Sunday, January 28, 2024

Converting HTML pages to PDFs with Playwright

In this post, I'll share a fairly easy way to convert HTML pages to PDF files using the Playwright E2E testing library.

Background: I am working on a RAG chat app solution that has a PDF ingestion pipeline. For a conference demo, I needed it to ingest HTML webpages instead. I could have written my own HTML parser or tried to integrate the LlamaIndex reader, but since I was pressed for time, I decided to just convert the webpages to PDF.

My first idea was to use dedicated PDF export libraries like pdfkit and wkhtml2pdf but kept running into issues trying to get them working. But then I discovered that my new favorite package for E2E testing, Playwright, has a PDF saving function. 🎉 Here’s my setup for conversion.

Step 1: Prepare a list of URLs

For this script, I use the requests package to fetch the HTML for the main page of the website. Then I use the BeautifulSoup scraping library to grab all the links from the table of contents. I process each URL, turning it back into an absolute URL, and add it to the list.

urls = set()
response = requests.get(url, timeout=10)
soup = BeautifulSoup(response.text, "html.parser")
links = soup.find("section", {"id": "flask-sqlalchemy"}).find_all("a")
for link in links:
    if "href" not in link.attrs:
        continue
    # strip off the hash and add back the domain
    link_url = link["href"].split("#")[0]
    if not link_url.startswith("https://"):
        link_url = url + link_url
    if link_url not in urls:
        urls.add(link_url)

See the full code here

Save each URL as PDF

For this script, I import the asynchronous version of the Playwright library. That allows my script to support concurrency when processing the list of URLs, which can speed up the conversion.

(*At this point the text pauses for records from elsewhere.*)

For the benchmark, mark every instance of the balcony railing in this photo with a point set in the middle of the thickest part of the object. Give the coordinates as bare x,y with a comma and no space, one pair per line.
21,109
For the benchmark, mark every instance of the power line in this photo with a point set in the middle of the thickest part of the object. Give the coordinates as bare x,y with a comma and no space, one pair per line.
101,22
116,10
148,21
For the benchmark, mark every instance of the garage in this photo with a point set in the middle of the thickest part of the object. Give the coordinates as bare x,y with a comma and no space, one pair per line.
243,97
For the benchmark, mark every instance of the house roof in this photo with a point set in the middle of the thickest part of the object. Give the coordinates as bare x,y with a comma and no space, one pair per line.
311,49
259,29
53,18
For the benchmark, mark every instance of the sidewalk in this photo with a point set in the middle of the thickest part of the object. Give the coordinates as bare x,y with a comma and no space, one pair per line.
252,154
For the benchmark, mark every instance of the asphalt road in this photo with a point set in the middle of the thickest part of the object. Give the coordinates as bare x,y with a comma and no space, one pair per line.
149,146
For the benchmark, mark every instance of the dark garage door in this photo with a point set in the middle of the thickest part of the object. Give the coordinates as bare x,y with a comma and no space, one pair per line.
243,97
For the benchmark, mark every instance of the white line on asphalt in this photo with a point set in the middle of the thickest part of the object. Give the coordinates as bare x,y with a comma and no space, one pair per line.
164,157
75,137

from playwright.async_api import BrowserContext, async_playwright

Then I define a function to save a single URL as a PDF. It uses Playwright to goto() the URL, decides on an appropriate filename for that URL, and saves the file with a call to pdf().

async def convert_to_pdf(context: BrowserContext, url: str):
    try:
        page = await context.new_page()
        await page.goto(url)
        filename = url.split("https://flask-sqlalchemy.palletsprojects.com/en/3.1.x/")[1].replace("/", "_") + ".pdf"
        filepath = "pdfs/" / Path(filename)
        await page.pdf(path=filepath)
    except Exception as e:
        logging.error(f"An error occurred while converting {url} to PDF: {e}")

Next I define a function to process the whole list. It starts up a new Playwright browser process, creates an asyncio.TaskGroup() (new in 3.11), and adds a task to convert each URL using the first function.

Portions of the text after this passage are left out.